Von April 1907 bis zum Juli 1942, also 35 Jahre lang, war in der Roeckstraße 19a das Zuhause des Kaufmanns Nathan Engel, der sich Walter Engel nannte.

Villa Roeckstraße 19a, Aufnahme 2014 Heidemarie Kugler-Weiemann
Villa Roeckstraße 19a, Aufnahme 2014 Heidemarie Kugler-Weiemann

In Widminnen in Ostpreußen wurde Nathan Engel am 26. Oktober 1858 geboren als eines von zwölf Kindern des jüdischen Kaufmanns Samuel Engel und seiner Frau Berta. Dort auf dem Lande wuchs er mit seinen Geschwistern auf, darunter Bruder Hermann und die Schwestern Klara, Elsa, Franziska und Therese. Mehr lässt sich über seine Kindheit und Jugend, seinen Schulbesuch und seine Ausbildung nicht sagen.

Von 1884 bis 1887 war Nathan Engel erstmals in Lübeck gemeldet und wohnte in der Sandstraße 19. In dieser Zeit dürfte der 26 jährige Kaufmann seine spätere Frau kennengelernt haben.

Ida Emilie Jakobine Engel, geborene Eisenblätter war am 24.9.1859 in Lübeck geboren und stammte aus einer evangelisch-lutherischen Familie.
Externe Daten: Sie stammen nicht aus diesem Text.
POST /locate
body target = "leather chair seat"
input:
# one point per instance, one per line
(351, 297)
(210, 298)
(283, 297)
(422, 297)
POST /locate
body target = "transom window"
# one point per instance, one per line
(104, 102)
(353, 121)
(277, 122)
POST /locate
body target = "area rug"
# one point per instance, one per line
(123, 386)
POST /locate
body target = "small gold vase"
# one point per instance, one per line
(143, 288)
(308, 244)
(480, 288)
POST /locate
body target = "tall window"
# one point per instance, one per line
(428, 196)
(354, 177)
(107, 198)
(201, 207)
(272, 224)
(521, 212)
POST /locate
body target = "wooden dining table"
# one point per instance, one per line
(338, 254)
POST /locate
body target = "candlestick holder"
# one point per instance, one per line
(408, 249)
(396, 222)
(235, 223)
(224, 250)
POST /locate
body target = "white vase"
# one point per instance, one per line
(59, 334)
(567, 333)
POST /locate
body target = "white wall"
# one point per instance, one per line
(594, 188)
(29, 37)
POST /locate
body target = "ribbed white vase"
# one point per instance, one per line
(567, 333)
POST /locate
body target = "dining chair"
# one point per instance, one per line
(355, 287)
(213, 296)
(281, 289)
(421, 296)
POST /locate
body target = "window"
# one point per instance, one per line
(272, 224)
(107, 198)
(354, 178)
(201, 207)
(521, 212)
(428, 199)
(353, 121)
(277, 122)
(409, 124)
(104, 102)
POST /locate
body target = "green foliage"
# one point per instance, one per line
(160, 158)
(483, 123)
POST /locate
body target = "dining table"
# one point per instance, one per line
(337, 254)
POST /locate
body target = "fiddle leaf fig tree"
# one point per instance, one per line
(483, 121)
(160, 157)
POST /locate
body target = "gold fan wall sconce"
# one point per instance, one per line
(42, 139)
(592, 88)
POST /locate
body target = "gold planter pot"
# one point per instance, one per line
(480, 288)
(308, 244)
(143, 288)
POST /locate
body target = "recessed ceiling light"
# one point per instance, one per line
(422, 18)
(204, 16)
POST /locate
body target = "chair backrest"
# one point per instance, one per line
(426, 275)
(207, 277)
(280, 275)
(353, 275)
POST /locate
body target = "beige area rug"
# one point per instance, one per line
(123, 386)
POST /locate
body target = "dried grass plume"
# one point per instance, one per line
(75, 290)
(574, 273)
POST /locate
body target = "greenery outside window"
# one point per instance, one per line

Ihre Eltern waren Friedrich Karl Gottfried Eisenblätter und Josephine Sorora Eisenblätter, geborene Hubert. Sie hatte zwei ältere Schwestern: Dorothea Frieda Albertine war 1840 geboren, Marie Henriette Albertine 1856. Die Familie wohnte lange in der Engelsgrube, später in der Fischergrube 66. 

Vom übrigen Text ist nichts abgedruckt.